Open Project

Life Dynamics

We are developing automated aquariums with a new type of model organism for aging biology—small crustaceans, Daphnia. And we propose to use them to collect data on the effectiveness of geroprotectors. The project implies complete openness and teamwork: the assembled data will become public. The scientific director of the project is Leonid Peshkin, Harvard Medical School.
Our installation will allow conducting a large amount of research in a short time. Standardization of protocols and, as a result, reproducibility of outcomes is also essential for us. With the help of the Life Dynamics system, it will be possible to obtain valuable data in life extension: activity levels of various compounds, their combinations, and therapeutic schemes.

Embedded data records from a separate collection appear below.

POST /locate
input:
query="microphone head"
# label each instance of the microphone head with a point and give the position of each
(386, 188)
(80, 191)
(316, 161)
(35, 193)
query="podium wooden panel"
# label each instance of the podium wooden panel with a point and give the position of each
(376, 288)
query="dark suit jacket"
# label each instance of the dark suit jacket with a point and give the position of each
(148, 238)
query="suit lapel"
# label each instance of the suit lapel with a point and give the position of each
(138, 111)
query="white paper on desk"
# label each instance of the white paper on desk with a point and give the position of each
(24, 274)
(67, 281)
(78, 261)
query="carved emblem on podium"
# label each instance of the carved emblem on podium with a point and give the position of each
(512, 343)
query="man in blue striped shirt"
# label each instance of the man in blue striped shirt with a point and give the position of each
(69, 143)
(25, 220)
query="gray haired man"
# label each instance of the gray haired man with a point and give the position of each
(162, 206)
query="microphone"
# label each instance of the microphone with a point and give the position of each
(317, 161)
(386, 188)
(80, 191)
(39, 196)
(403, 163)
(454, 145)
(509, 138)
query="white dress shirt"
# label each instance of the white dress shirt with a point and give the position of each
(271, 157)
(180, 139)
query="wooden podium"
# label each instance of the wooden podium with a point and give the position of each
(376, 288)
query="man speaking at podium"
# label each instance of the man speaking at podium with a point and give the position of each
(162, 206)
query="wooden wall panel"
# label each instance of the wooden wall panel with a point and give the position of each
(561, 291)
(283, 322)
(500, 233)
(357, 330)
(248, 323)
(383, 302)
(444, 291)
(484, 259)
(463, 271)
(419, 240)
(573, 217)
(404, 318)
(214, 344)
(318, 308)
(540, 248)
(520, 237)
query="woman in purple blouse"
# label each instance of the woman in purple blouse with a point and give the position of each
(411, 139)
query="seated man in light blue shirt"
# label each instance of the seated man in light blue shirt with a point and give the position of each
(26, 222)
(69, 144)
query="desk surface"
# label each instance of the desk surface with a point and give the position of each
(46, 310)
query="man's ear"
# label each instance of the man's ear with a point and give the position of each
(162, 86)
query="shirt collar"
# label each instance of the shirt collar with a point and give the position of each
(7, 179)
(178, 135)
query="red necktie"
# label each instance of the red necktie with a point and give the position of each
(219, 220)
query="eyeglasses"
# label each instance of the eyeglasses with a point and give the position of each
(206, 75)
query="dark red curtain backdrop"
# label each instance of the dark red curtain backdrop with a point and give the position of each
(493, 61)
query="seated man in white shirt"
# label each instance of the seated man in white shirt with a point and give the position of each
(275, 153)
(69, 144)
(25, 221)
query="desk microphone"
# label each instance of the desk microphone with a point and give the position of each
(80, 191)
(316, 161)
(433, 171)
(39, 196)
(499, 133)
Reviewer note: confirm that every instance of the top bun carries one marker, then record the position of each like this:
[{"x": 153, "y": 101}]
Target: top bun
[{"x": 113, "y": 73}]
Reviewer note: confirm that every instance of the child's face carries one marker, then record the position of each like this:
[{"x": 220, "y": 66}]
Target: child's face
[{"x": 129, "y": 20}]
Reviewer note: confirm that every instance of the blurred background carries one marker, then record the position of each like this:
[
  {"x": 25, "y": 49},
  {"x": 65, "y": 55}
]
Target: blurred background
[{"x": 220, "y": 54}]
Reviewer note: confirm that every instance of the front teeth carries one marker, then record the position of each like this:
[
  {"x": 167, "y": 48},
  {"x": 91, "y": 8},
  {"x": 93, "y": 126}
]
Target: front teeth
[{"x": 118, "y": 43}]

In the future, neural network models trained on the obtained data will create a universal tool for the virtual screening of drugs for their ability to prolong life.

All the obtained data will be collected in a universal open database and made available to the international community.
Such a platform will accelerate the discovery of target drugs for many human diseases caused by aging, such as degenerative and metabolic disorders. It is also easy to imagine further applications in bio-surveillance and toxicology. The platform will also have a far-reaching impact on the democratization of research and provide new tools for teaching and disseminating scientific knowledge.
Leonid Peshkin, author of the project
Harvard Medical School
Our goal is to test geroprotectors and their combinations and contribute to the development of automated experiments with animals.
The social task of the project is also essential: we want to involve a large number of people and organizations in life extension, providing an opportunity to conduct experiments remotely.
Live points on the graph
Daphnia specifically and very actively move in water, which makes it possible to predict the action of the tested molecule and regularly perform automated counting and tracking of organisms.
The video shows Daphnia in an aquarium and their periodic characteristic "jumps."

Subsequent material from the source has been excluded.